If you've got the correct size on hand chase all the threads before reassembly. Harbor Freight has good assortments at Chinese slave labor prices that won't cut new threads in steel but are terrific for chasing existing threads. Also, I never tighten a stud into a blind hole beyond finger tight. Lastly, you reached into the hardware "drawer". Sorry, I am a part time proof reader and couldn't help myself.

Lots of good comments & replies here .


The welding tip is good because the electric welding shrinks the stud ever so slightly .


This comes in handy on those 1960's Ford front hubs that didn't have any lip to pound out a bead bearing race ~ the trick is to weld a bead around the face if the race, right where the rollers would touch ~ this will normally make that old race fall right out in your hand .


Also handy when working on vintage Motocycles, the steering neck bearing races often do not want to come out no matter what and you don't want to damage the paint ~ arc weld a bead and they fall right out .


The penetrant used makes a difference ~ I was a big beliver in Liquid Wrench in the early 1960's , then various others like Gibbs, PB Blaster etc., etc.  all are very good, not a  one is close to Kroil ~ once you try it you'll be convinced, I've yet to meet anyone who didn't prefer it after one use .


The heat and wax thing is good too, try it on some rusty lug nuts and see .


There are you tube videos about using heat and candle wax .

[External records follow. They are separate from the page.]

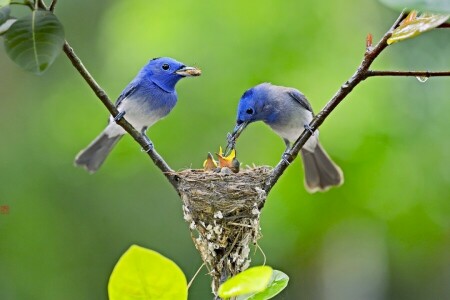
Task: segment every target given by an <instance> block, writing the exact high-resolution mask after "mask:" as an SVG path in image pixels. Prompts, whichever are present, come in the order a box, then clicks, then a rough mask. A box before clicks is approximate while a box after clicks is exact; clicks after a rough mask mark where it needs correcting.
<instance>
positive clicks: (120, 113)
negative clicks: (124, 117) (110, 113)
mask: <svg viewBox="0 0 450 300" xmlns="http://www.w3.org/2000/svg"><path fill="white" fill-rule="evenodd" d="M123 116H125V112H124V111H121V112H119V113H118V114H117V116H115V117H114V122H116V123H117V122H119V121H120V120H121V119H122V118H123Z"/></svg>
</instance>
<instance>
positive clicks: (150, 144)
mask: <svg viewBox="0 0 450 300" xmlns="http://www.w3.org/2000/svg"><path fill="white" fill-rule="evenodd" d="M142 137H143V138H144V140H145V142H146V143H147V146H145V148H142V149H141V151H142V152H147V153H148V152H150V151H152V150H153V149H154V148H155V146H154V145H153V143H152V141H151V140H150V139H149V138H148V136H146V135H145V134H142Z"/></svg>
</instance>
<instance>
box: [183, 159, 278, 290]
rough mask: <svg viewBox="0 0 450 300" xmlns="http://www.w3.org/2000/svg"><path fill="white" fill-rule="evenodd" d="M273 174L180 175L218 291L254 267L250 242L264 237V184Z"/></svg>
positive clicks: (193, 233) (215, 174) (259, 171)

"Double-Nutting" was a concept explained to me by a seasoned mechanic back in the '70 when I was faced with the problem of removing the radiator fan studs from a 455, 1969 Olds engine, in order to remove and replace a faulty water pump. I consider this to be a break-through in my learning of mechanicing skills. You can bet that I taught my son AND my grandson this technique as soon as they were old enough to grasp the concept. By this time in life, I've removed and installed hundreds (thousands?) of studs by double-nutting.